CISA’s recent guidance to shift from VPNs to SSE and SASE products strengthens data protections, but misses an opportunity to champion more robust, hardware-enforced, security controls to harden access points like web browsers.
Acting in the wake of several major vulnerabilities against VPN products at the beginning of this year, the US Cybersecurity and Infrastructure Security Agency (CISA), along with its Canada and New Zealand counterparts, released its recommendations on shifting from VPNs to Zero-Trust solutions such as Secure Service Edge (SSE) and Secure Access Service Edge (SASE) products. By creating architectures around Zero-Trust Network Access (ZTNA) principles, organizations can ensure that additional identity- and risk-based controls are in place to protect access to sensitive resources and data. These protections can make it significantly harder for adversaries to encrypt valuable databases for ransom, steal the information contained in those databases, or both, particularly once an adversary has evaded or subverted the security software designed to keep them out in the first place.
After all, there’s little evidence to show that the underlying software mechanisms of ZTNA platforms are less vulnerable than VPN software – a quick scan of CVEs in 2024 so far reveals no fewer than 10 vulnerabilities in supposed “Zero-Trust” security services, often with significant consequences including code execution and security bypass. Such vulnerabilities can provide adversaries using low-visibility techniques like “living off the land” with points of presence in organizations’ systems that long outlive the vulnerabilities themselves, even if maneuvering for effect within an organization’s network will be significantly more difficult in a zero-trust environment.
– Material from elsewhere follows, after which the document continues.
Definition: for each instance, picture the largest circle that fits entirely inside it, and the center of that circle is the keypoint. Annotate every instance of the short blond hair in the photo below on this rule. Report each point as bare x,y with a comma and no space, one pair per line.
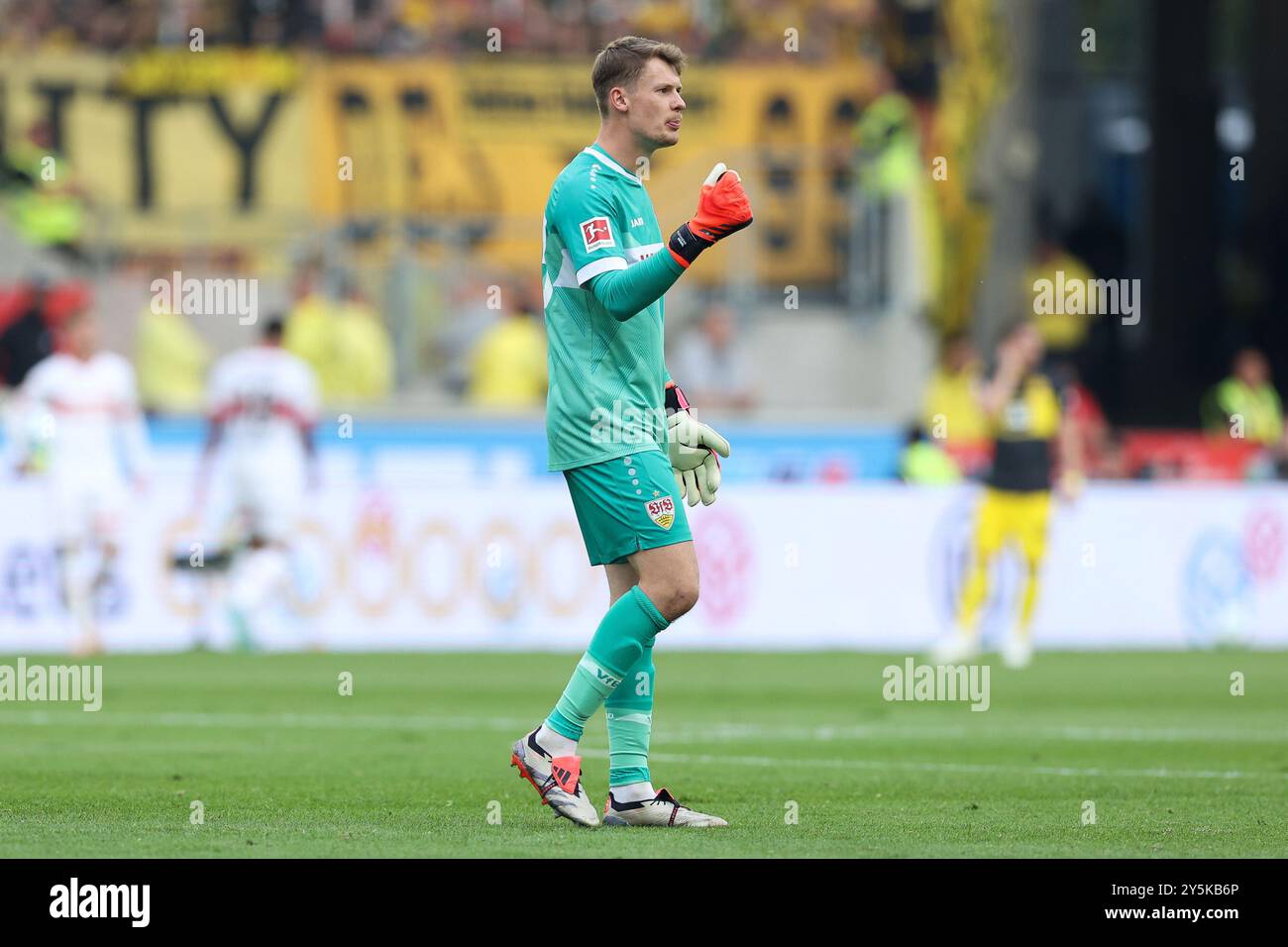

Even as they implement CISA’s guidance to minimize the potential impact of a breach, organizations should be asking a more fundamental question: how do we keep adversaries out of networks in the first place? One answer is found in CISA’s guidance, though only in a cursory way: the use of hardware-enforced network segmentation, such as unidirectional gateways and data diodes, to shield the most sensitive systems in the network. Because hardware-enforced segmentation technologies make it physically impossible for data and code to travel from risky environments to sensitive systems, the chance that an adversary will be able to leverage their current presence in the network or even throw code from outside the network to compromise one of these sensitive systems is near 0.
As a result of the high level of security that hardware-enforced solutions provide, CISA recommends them as a control for sensitive operational technology (OT) systems like the ones that form the backbones of utility networks. But as the 2021 ransomware attack on Colonial Pipeline demonstrated, attackers don’t need to make it into OT systems to have a massive impact on a utility – they simply need to have enough presence in IT networks to cripple operations or pose an unacceptable security risk. Minimizing this impact means thinking differently about using hardware-enforced isolation mechanisms and using them not only to secure the organization’s most sensitive systems, but also to shield the organizations from the riskiest networks and applications – for example, the Internet, with over 1 billion websites of largely unevaluated code, and web browsers, agile and feature rich yet insecure apps that had, on aggregate, 19 zero-day vulnerabilities in the last year alone.
Business priorities mandate that the vast majority of users have more or less unfettered access to the information hosted on the open Internet. In the energy industry, for example, traders may have to conduct Internet research on geopolitical, weather, and logistical conditions around the globe; in finance, analysts may have to conduct sensitive diligence operations to support mergers and acquisitions. The pace of these activities is so rapid that cybersecurity teams don’t have the time or resources to evaluate each site individually, so they instead rely on third party-generated lists of “known bad” sites and block them or, in the best case, third-party generated lists of “known good” sites that do not host malicious code to allow into the network. Yet both the “known bad” and “known good” lists rely on knowing what “bad” looks like – and, as evidenced by the nearly 20 zero-days against browsers in 2023, the definition of “bad” continually changes.
Instead of playing the cat and mouse game of identifying “bad” before it impacts the systems of major organizations, hardware-enforced browser isolation solutions keep all but the most explicitly trusted activities off an organization’s systems. Instead, risky browsing is conducted on cloud-hosted processors and converted to an interactive video stream and sends keystrokes and mouse movements back via the same types of one-way, fixed-function hardware that are used to protect OT networks. By applying this type of technology to web browsing, organizations can remove one of the least-secure points of access for malicious code and one of the hardest-to-secure points of egress for stolen data in one stroke.
CISA is right in recommending a shift to controls like SSE and SASE solutions to take a more granular approach to data access within corporate networks, and CISA is right to call for more robust controls like hardware-enforced segmentation for the most sensitive networks. But leaving protection against the largest, highest-threat network on the planet – the open Internet – to software-based solutions that can be subverted makes it a question of when, not if, that software too is compromised. Enforcing security using hardware at both the highest-risk and highest-sensitivity portions of the network provides a more assured option.